There's nothing like a good baseball book to chase away the winter blues. Unfortunately, Ken Moraff's It Happened in Wisconsin is not that. It's not really a baseball book, though baseball players are the characters. It's more of a political allegory--how to reconcile idealistic leftist beliefs with the real world.

The novel is set in the '30s. The Racine Robins are a D-League team that barnstorms the country, from Binghamton to Topeka, with Major League-quality players. But they aren't interested in the trappings of fame. They are committed socialists, red jockstrap players, so to speak, who turn over the proceeds of their games to the poor and to labor organizations. They are so egalitarian that they don't have a manager.

"We knew how it worked on other teams. The star slugger had special privileges, the pitching ace had a private hotel room. They might even pay certain players a larger salary--as if a batting average had anything to do with a man's needs, or the needs of his family. Can you imagine? What reason could there be to divide men like that? To sort them into grades, one more privileged than the next." This is the unnamed narrator of the book, the team's pitcher, and it's kind of a ridiculous statement. Where else but sports is a meritocracy more natural, where results can be measured? Clearly professional sports and socialism can't exist side by side, but I'm not sure if Moraff knows that or is just having a joke.

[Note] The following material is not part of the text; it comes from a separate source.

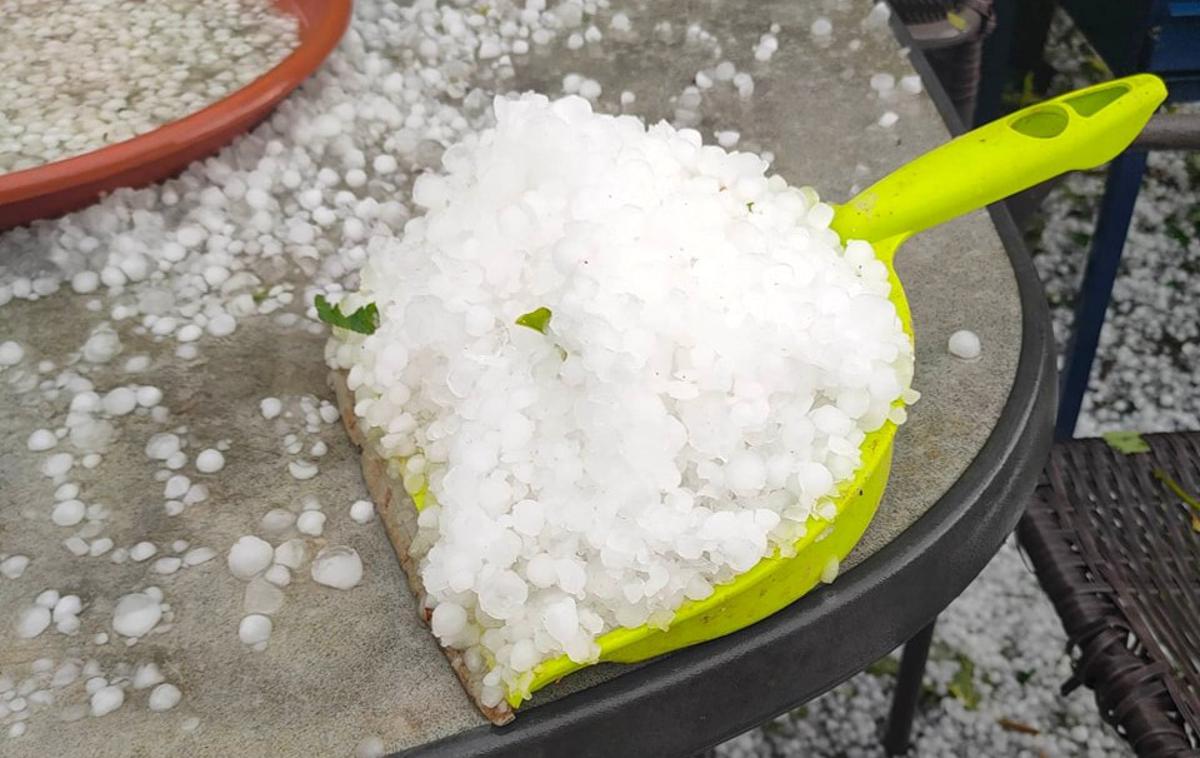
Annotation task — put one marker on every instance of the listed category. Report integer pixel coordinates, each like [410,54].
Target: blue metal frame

The team gets snowed in a hotel in Wisconsin. The very name of the place--the John D. Rockefeller, makes them bristle. They meet a businessman, Spencer, who says he is a fan, but is something like a metaphor for the serpent in the garden of Eden. He buys them dinner, but picks away at their beliefs, telling them they should be earning more money, so they can give the money away. He also tells them that there is such a thing as fate, but the most radical member of the team, the catcher, Ozzie, points out that that is the argument of the bosses--it's fate that some are poor and some are rich, and believing so keeps the poor people down.

Eventually Mike, the narrator's best friend, is wooed by Spencer's talk and his nubile young daughter, and succumbs to the lure and signs with the New York Yankees, the epitome of what the Robins think is wrong with the world. But this reminds the narrator, who is reminiscing while living in a nursing home, about how he let his ideals let the woman of his dreams get away. Did he do the right thing?

This is occasionally an interesting book, but overly didactic and not really for baseball fans, as it doesn't feature any actual playing of baseball. I'm as lefty as the next guy, but even I can understand how people who have more talent and more responsibility should earn more than people who don't. However, the core message of the book: "The team has to come first. Doesn't it?" is a good one, until the team must come second to the individual.

It Happened in Wisconsin is a noble effort, but an unsatisfactory one.